La routine s'est toutefois suffisamment installée pour qu'Annie puisse renouer avec le travail à l'extérieur. Celle qui avoue ne pouvoir rester en place travaille à temps partiel pour Valacta depuis le début de 2013. « C'est agréable de socialiser et de rencontrer d'autres producteurs, dit-elle. Ça me permet de prendre l'air et de sortir des couches ! Ça me permet aussi de venir en aide dans d'autres situations à la ferme et, en même temps, de voir des manières différentes de faire. »

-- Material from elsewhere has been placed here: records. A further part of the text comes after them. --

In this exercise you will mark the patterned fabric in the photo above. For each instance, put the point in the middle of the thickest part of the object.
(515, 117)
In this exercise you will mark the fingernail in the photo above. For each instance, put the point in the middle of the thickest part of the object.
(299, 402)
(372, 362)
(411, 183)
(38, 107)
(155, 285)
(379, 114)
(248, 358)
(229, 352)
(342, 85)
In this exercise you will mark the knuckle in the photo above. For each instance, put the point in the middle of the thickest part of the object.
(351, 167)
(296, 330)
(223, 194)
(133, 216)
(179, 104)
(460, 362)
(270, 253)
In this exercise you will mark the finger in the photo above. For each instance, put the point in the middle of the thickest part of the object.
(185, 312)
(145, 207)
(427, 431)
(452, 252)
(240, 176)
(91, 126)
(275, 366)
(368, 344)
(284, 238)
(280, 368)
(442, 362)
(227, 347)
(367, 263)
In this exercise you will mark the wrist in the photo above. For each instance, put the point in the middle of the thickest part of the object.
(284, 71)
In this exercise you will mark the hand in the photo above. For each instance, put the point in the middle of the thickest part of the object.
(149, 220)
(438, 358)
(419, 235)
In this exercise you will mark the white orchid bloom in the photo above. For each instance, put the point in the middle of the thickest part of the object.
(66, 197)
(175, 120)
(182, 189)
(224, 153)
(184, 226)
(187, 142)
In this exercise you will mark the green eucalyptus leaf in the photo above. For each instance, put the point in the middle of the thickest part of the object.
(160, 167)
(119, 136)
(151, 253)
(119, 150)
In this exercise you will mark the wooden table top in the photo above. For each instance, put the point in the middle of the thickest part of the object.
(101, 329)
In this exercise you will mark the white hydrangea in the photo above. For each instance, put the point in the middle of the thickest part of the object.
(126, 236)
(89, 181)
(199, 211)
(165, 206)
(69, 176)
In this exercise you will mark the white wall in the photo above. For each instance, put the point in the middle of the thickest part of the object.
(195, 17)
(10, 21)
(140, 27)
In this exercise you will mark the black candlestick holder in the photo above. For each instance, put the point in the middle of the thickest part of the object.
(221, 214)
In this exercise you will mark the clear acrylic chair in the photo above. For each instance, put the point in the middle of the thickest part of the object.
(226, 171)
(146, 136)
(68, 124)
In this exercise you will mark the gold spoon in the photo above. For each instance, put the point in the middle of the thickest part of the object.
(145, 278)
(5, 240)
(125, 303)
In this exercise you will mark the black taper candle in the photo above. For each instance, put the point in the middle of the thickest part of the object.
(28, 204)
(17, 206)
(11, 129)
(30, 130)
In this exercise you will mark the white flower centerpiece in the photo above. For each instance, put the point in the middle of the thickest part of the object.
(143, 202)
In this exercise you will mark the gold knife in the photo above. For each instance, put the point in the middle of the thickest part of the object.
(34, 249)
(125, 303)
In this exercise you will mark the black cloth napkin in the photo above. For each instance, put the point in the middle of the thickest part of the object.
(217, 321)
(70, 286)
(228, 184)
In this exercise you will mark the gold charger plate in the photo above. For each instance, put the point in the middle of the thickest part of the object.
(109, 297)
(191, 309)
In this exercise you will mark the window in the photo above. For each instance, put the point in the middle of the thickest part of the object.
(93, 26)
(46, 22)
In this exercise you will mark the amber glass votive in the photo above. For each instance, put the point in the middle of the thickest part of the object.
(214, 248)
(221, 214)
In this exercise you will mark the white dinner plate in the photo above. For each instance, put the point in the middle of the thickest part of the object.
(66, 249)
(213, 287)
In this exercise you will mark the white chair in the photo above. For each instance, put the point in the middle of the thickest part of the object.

Leur bonheur serait plus complet s'ils pouvaient se procurer du quota, un frein majeur à la croissance de la ferme. Depuis deux ans, celle-ci produit 200 litres de trop par jour. « Nous sommes obligés de vendre des sujets pour ne pas dépasser notre quota », se désole Guillaume, surtout que l'étable a la capacité suffisante pour accueillir encore une dizaine de vaches en lactation. Les jeunes agriculteurs perdent aussi chaque année un kilo de quota dédié à la relève. Et comble de malheur, ils ont perdu coup sur coup deux sujets prometteurs à l'été 2012, à la suite de complications et de problèmes de santé. Guillaume avait heureusement pu prélever des embryons avant leur mort.

Mais il en faut plus pour abattre le moral d'Annie et Guillaume. Fidèles à leur vision d'affaires pour leur entreprise, ils projettent d'investir encore dans l'avenir. L'amour de la génétique de Guillaume pourrait aussi l'amener à présenter ses meilleurs sujets dans des expositions agricoles. Il s'agit toutefois d'un projet à plus long terme, le temps que les enfants grandissent. Entre-temps, les trois petits s'en donnaient à cœur joie pendant l'entrevue en se promenant à vélo sur l'allée centrale de l'étable ou en posant fièrement, dans le cas de Matthew et d'Angélique, aux côtés de leurs vaches préférées.

Et quels sont les objectifs pour les prochaines années ? « Toujours s'améliorer », répondent simplement Annie et Guillaume, ce qui pourrait bien être la recette de leur succès.